Each article will bring amusing stories, unwelcome additions, surprising annotations, damage to artifacts or the unsolved mysteries of our Collections and Archives. We’re wanting to highlight the unusual, the unexplained, the unfortunate occurrences and the downright ‘peculiar.’ Do you have a suggestion for a future ‘Wooden Spoon’ of the month? We’d love to hear from you at: email@example.com but remember – we’re here to celebrate the weird and wonderful, not insult it!
You may be thinking yes, you wouldn’t expect to see a scrap of papyrus in the collections of the University library, but it is historic writing material, and does appear to contain text. That’s not out of place in a library. You may be thinking ‘this isn’t that peculiar’ and ponder why it is this month’s ‘wooden spoon.’ There’s something up with this papyrus, and unless you can read Ancient Greek, you probably won’t know what.

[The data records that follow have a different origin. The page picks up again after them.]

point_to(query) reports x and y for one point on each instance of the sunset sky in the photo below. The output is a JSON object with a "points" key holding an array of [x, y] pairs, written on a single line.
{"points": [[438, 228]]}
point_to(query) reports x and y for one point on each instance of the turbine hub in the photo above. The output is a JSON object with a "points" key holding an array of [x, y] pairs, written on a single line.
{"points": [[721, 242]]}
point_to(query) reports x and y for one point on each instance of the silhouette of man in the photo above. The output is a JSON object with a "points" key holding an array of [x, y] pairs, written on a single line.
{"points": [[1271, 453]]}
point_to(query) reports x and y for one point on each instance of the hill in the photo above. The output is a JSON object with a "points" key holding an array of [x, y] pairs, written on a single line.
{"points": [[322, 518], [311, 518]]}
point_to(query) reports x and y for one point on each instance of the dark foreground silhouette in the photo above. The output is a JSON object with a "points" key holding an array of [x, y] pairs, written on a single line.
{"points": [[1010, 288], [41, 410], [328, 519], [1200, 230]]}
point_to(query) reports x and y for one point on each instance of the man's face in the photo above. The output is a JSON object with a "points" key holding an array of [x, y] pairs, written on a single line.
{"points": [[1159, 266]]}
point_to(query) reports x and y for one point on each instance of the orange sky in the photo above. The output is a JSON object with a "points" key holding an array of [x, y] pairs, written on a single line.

Found in an ancient rubbish dump in Oxyrhynchus, Egypt (modern day: el-Bahnasa), this scrap of papyrus was among thousands well preserved by the desert conditions. The dumps were excavated in the late nineteenth and early twentieth centuries by papyrologists Bernard Pyne Grenfell and Arthur Surridge Hunt, and the Egyptian Exploration Fund donated 18 of these fragments to the University of Edinburgh in 1914. The texts uncovered range from lost poetic works to early biblical stories, ranging in date from the 3rd century BCE to the Muslim Conquests of Egypt in 640 CE.
Most of the papyri were written in Greek (including our ‘wooden spoon’), but other languages found include Egyptian hieroglyphics, Coptic, Latin, Arabic, Hebrew and Aramaic, testament to the multiculturalism of Egypt in antiquity. With over half a million fragments found, it is estimated that only 2% of the texts have been studied, translated, and catalogued. But what about our ‘wooden spoon’? Luckily for us, this piece of papyri is numbered 309 in the 2nd volume of Oxyrhynchus papyri (with the 86th volume released last November!).

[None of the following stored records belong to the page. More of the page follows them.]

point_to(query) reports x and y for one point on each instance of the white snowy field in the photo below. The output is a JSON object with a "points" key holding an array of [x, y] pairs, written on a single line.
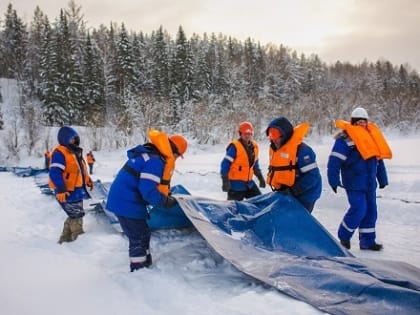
{"points": [[91, 275]]}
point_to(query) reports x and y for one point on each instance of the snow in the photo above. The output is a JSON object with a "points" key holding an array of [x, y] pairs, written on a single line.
{"points": [[91, 275]]}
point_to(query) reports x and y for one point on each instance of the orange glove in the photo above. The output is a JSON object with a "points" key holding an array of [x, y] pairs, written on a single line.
{"points": [[90, 184], [61, 197]]}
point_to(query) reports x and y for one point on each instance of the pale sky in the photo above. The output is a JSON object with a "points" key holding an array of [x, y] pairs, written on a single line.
{"points": [[345, 30]]}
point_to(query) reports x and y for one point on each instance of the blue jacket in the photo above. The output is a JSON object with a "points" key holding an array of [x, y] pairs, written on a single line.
{"points": [[308, 185], [237, 185], [58, 165], [130, 194], [356, 173]]}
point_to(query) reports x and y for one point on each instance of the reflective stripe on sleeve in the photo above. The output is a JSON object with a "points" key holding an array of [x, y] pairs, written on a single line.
{"points": [[308, 167], [367, 230], [151, 177], [339, 155], [61, 166]]}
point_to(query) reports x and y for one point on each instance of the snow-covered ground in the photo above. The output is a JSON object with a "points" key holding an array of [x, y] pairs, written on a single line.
{"points": [[91, 275]]}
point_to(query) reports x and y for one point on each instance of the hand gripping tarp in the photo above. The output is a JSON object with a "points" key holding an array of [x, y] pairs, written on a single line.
{"points": [[274, 239], [159, 217]]}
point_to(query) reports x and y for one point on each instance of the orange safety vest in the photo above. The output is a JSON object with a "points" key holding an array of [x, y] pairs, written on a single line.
{"points": [[369, 142], [72, 174], [282, 162], [161, 141], [89, 158], [240, 168]]}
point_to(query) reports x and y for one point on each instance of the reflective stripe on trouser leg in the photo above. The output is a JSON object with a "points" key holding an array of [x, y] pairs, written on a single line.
{"points": [[138, 234], [367, 232], [354, 215]]}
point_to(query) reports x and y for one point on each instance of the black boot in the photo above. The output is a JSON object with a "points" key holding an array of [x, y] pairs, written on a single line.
{"points": [[346, 244], [375, 247]]}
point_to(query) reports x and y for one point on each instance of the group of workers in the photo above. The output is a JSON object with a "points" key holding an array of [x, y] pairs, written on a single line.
{"points": [[355, 164]]}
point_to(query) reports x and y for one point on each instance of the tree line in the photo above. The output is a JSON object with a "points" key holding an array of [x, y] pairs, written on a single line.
{"points": [[204, 85]]}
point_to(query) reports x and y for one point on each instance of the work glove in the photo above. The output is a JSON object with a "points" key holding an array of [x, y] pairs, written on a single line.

So, what does it say? Is it an ancient curse? A lost verse of Sappho? What makes papyrus scrap P.Oxy CCCIX the ‘wooden spoon’ of the month is its unsuspectingly modern subject: it is a two-millennia-old tax receipt.

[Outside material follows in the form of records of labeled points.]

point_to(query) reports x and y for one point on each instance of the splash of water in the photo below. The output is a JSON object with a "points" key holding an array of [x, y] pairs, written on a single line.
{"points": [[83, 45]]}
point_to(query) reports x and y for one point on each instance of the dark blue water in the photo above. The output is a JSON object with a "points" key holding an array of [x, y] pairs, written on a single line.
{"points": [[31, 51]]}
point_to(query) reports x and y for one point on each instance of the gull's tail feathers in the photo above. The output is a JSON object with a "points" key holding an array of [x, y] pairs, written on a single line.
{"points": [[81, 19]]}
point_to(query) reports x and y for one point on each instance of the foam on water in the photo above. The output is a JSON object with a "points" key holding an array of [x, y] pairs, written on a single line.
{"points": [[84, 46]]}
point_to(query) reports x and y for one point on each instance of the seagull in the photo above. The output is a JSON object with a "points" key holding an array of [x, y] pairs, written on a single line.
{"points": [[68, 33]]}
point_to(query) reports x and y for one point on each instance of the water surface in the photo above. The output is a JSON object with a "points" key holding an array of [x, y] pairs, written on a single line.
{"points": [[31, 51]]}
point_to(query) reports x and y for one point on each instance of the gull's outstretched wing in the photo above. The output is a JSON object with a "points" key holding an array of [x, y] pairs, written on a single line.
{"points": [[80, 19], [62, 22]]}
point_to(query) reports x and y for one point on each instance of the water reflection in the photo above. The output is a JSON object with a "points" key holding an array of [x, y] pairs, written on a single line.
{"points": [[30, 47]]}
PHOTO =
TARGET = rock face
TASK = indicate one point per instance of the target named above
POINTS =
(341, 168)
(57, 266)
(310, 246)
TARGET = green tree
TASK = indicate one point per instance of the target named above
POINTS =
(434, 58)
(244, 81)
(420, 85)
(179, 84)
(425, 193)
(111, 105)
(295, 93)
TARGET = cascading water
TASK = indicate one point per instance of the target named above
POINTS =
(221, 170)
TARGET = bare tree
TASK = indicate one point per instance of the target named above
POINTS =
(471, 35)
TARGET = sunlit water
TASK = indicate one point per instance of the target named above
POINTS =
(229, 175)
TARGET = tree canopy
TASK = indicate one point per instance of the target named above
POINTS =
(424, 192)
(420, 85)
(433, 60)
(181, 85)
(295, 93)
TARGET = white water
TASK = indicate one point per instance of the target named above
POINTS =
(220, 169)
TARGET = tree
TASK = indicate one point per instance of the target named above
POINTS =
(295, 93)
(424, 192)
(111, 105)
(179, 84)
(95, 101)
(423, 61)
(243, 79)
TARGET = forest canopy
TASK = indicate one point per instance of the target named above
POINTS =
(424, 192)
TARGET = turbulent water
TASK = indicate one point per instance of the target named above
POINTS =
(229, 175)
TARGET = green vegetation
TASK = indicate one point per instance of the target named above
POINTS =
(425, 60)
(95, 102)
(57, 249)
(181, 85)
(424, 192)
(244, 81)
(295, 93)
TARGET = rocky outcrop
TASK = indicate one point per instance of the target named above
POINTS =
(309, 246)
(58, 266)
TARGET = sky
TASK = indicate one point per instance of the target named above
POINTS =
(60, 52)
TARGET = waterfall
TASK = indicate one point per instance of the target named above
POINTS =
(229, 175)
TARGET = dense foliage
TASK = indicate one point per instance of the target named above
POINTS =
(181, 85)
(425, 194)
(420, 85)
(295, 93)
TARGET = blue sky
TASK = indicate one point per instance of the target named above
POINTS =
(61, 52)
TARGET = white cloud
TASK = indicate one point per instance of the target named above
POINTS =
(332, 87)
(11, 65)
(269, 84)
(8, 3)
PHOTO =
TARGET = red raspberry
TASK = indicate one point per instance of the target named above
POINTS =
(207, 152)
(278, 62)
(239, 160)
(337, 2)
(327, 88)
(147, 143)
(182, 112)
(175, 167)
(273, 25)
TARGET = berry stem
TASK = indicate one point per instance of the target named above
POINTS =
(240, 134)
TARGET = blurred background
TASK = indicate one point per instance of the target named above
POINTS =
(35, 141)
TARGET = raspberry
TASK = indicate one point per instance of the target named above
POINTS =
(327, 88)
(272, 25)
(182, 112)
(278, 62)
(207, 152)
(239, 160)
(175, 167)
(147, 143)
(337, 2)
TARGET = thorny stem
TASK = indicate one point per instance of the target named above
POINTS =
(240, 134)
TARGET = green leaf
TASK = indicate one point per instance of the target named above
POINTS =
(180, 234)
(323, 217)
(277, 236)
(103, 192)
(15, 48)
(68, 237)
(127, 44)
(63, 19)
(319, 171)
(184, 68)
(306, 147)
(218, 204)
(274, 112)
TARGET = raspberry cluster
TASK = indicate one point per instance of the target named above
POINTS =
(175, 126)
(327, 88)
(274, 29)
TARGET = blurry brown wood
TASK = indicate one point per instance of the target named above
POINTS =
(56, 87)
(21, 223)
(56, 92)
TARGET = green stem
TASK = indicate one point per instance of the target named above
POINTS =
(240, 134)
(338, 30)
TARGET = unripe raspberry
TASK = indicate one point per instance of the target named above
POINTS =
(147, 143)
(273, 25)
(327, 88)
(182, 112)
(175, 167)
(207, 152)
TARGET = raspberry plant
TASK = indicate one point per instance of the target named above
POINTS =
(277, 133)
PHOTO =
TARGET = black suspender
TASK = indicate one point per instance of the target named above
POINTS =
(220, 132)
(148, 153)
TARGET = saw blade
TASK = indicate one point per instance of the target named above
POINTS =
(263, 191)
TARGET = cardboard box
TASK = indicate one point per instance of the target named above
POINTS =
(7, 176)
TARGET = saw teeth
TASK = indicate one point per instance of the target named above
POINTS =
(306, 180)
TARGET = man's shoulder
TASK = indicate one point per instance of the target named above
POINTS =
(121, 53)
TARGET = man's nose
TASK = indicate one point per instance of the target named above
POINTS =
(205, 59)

The papyrus lists the various amounts of money, measured in drachmae and obols, a man called Thoönios paid in tax during the reign of the emperor Tiberius, giving the manuscript a precise date of 17-19 CE. While taxation had existed in Egypt for thousands of years, the start of Roman rule in 30 BCE led to complex developments in taxation. While Thoönios paid in cash, taxes could also be paid in kind, and appointed officials oversaw the implementation and collection of the deluge of small taxes an individual in Roman Egypt could owe. Perhaps their complexity was why Thoönios had to write them down.
From ancient rubbish dump to the Centre for Research Collections in the University of Edinburgh, our 2000-year-old ‘wooden spoon’ of the month reminds us that our tax self-assessment deadline has just passed, and it is eternally important to write these things down.